Can U.S. Financial Authorities Prevent a Bear Market?
Central banks do not control the psychology or behavior of investors
by Bob Stokes
Updated: October 15, 2019
Elliott Wave International has long demonstrated that the only "force" big enough to govern the trend of stock market prices is the collective psychology of all market participants.
Yet, when investors are "surprised" by the market, we still hear claims that price trends are influenced by groups that range from the Rothschilds to the Illuminati to the Masons to the Gnomes of Zurich.
Of course, one of the biggies is the Fed. A lot of people believe that central banks hold sway over economies and the financial markets.

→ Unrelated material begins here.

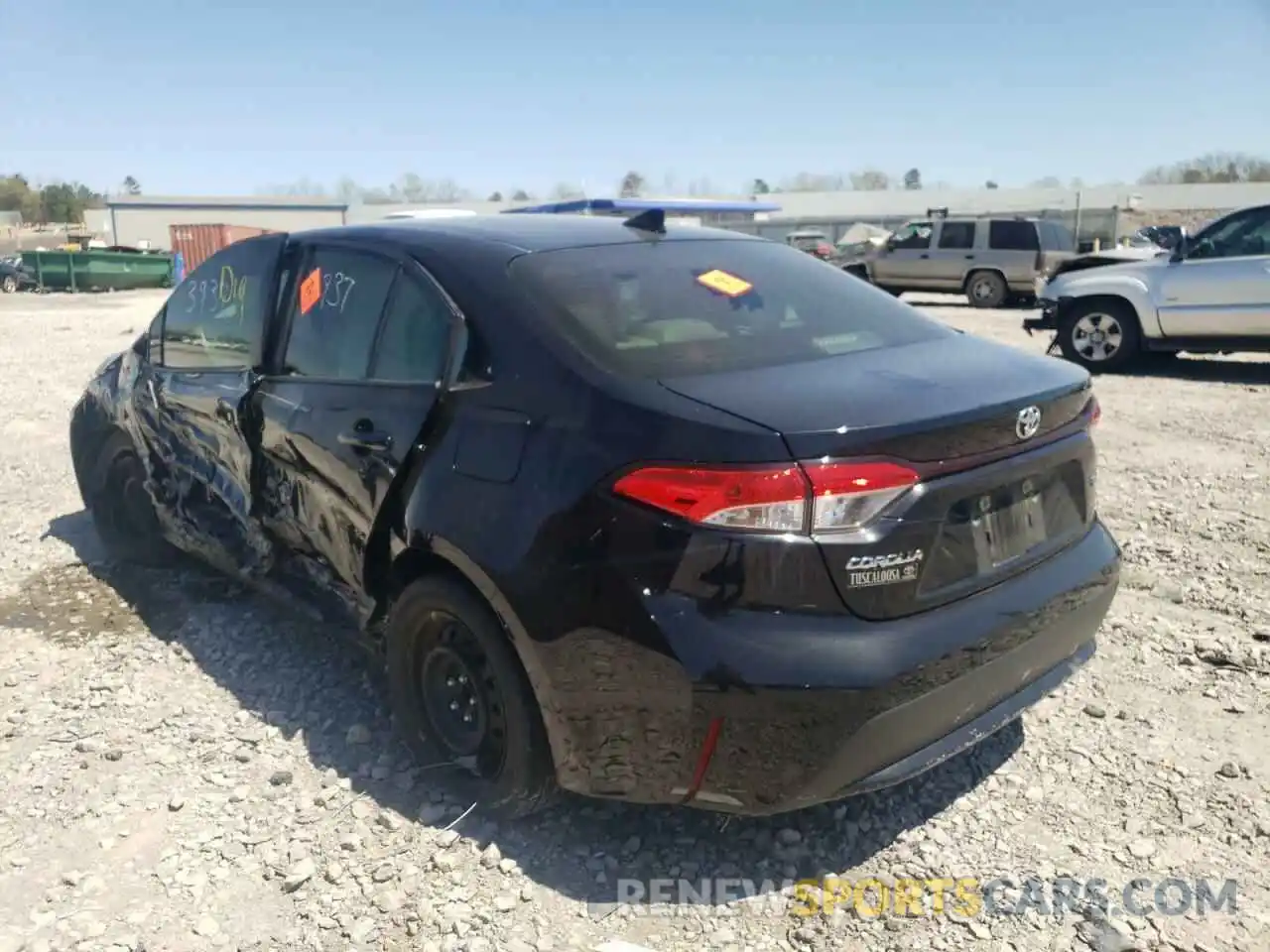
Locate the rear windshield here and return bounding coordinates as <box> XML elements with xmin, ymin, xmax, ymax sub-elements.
<box><xmin>1038</xmin><ymin>221</ymin><xmax>1076</xmax><ymax>251</ymax></box>
<box><xmin>512</xmin><ymin>240</ymin><xmax>955</xmax><ymax>377</ymax></box>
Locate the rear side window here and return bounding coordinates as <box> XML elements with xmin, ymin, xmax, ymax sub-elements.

Another group has been the so-called "Plunge Protection Team."
Let's go back to our March 2007 Elliott Wave Financial Forecast for elaboration:
The President's Working Group on Financial Markets, a.k.a. the Plunge Protection Team, said no [new hedge fund] regulations are needed because "the current system for preventing market collapse and widespread investor losses is 'working well.'"
This "plunge protection team" group included the heads of the SEC, Treasury Department, Federal Reserve and the Commodity Futures Trading Commission -- an elite group indeed.
Even so, some seven months later, the DJIA topped and went on to "plunge" 54% into March 2009.
What does this have to do with today?
Well, on Oct. 9, no less than the chief economist for a major international bank said (Marketwatch):
"Central banks will always step in with more QE and easy money to limit any widening of credit spreads and declines in the stock market."
But, EWI's analysts warn against viewing central banks as a "safety net" for stock market investors.
As a 2019 Elliott Wave Theorist noted:
[There's] the notion that the President has browbeaten the Fed into dovish submission, so stocks can only go up. The argument is false on two fronts: that the Fed has changed its policy, and that it would matter if it did. When setting its own rates, the Fed has always simply followed the T-bill rate set by the market, with an average lag of five months... Even if the Fed were to change its interest-rate policy, it wouldn't matter, because it cannot force people to borrow.
Also, central banks cannot force investors to buy stocks when collective psychology turns negative.
Again, just think about 2007, and the idea that the Plunge Protection Team could prevent a "market collapse." Just the opposite happened.
No, financial authorities cannot control investor psychology, which unfolds in repetitive and predictable patterns known as Elliott waves.